Andrea Goldstein, an officer in the Navy Reserves and Task & Purpose contributor, said that Mac Donald was rehashing assertions that are out of date.
“I don’t even know why people keep trying to bring dead and disproved, opinion-based arguments back to life,” said Goldstein, who served on active duty from 2009 until 2016. “Women are in combat, they always have been, and in a pluralistic nation, our strength is our ability to draw from a vast talent pool who consistently meets and exceeds high physical, intellectual, and psychological standards.”
Any serious attempt by the Defense Department to ban women from combat MOSs again would almost certainly trigger legal challenges. In fact, the Pentagon dropped its policy of excluding women from those MOSs in January 2013 after increasing pressure by several lawsuits, one of which was filed on behalf of Air National Guard Maj. Mary Jennings Hegar, whom the Pentagon refused to acknowledge had been in combat even though her Medevac helicopter was shot down in Afghanistan and she was wounded on the ground.
Despite her wounds, Hegar fired back at the Taliban from her moving helicopter, saving the lives of her crew and the patients onboard, according to the citation for her Distinguished Flying Cross with Combat “V.” She also received the Purple Heart.
She told National Public Radio in March 2017 that she joined the lawsuit against the military’s gender ban to make sure enough qualified service members could apply for combat MOSs.
“We were trying to double the pool of candidates that could apply for any position,” Hegar said in the interview. “So any time you increase the number of candidates that can apply, you’re obviously going to get a better product out of that. So it was never about fighting the military — it was about this is the right thing to do for the military.”
All Marines in ground combat military occupational specialties open to women must meet physical standards specific to their jobs, regardless of gender, said retired Marine Gen. Glenn Walters, who served as assistant commandant from 2016 to 2018.
“Picture me holding my hand parallel to the ground: If you want to be an infantry Marine you’ve got to be able to jump this high,” Walter told Task & Purpose during a November interview. “I don’t care what you look like. If you can jump this high, you’re an infantry Marine – and there are females who are jumping that high. So, they have the same MOS standards of every other infantry Marine.”

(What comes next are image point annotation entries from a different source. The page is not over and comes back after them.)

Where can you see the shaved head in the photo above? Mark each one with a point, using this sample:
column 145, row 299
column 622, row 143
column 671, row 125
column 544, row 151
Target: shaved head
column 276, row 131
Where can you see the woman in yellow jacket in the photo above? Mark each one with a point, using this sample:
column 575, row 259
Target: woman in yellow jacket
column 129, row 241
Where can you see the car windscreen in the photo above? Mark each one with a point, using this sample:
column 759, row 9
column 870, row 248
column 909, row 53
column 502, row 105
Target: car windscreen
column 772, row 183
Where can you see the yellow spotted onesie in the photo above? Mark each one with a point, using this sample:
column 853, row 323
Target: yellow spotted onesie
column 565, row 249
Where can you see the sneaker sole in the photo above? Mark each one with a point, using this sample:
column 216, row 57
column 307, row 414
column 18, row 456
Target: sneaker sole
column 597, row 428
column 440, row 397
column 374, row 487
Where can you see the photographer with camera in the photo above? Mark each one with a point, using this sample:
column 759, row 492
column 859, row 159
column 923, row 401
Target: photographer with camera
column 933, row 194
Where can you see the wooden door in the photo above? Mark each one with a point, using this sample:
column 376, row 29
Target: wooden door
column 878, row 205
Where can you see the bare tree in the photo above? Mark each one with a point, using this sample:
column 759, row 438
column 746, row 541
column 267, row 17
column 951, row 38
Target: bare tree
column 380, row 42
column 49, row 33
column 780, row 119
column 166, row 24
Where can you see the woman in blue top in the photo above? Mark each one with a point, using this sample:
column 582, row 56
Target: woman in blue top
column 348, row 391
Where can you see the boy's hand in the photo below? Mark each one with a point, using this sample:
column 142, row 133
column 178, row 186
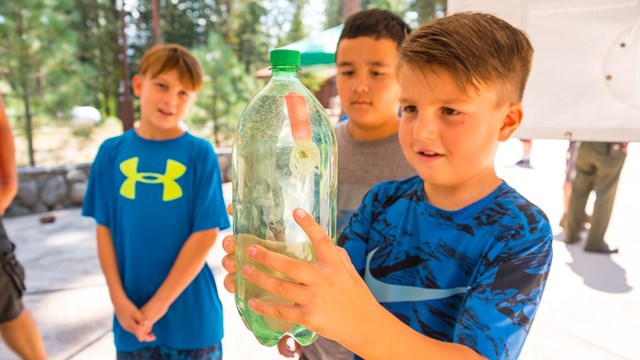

However, former Defense Secretary James Mattis said in September that too few female Marines and soldiers had joined infantry units to determine if having women in infantry MOSs makes the U.S. military more combat effective.
As of Nov. 30, a total of 120 enlisted female Marines and 36 officers were serving in MOSs that had been restricted to men only, according to Manpower and Reserve Affairs. That includes 21 female 0311 Rifleman; three Light Armored Vehicle crew members; two 0331 machine gunners; and three 0341 Mortarmen. Two other female Marines have passed the Infantry Officer Course.
“I think there were some people who thought that once the MOSs were opened up we would have a groundswell of maybe thousands of women who wanted to do that for living in the Marine Corps,” Walters told Task & Purpose. “That didn’t happen, but that didn’t surprise us either.”
The underlying issue is not whether women are in combat MOSs, but whether Marines can respect everyone on their team, said Walters, who is now president of The Citadel in Charleston, South Carolina.
“I don’t care whether you’re in an infantry outfit or a logistics outfit, or an aviation outfit, or an admin outfit – it doesn’t matter,” he said. “You can’t win effectively on the battlefield unless everybody on the team knows their job as the MAGTF [Marine Air-Ground Task Force] and actually goes and executes it to perfection. You can’t execute to perfection unless everybody on the team respects each other.”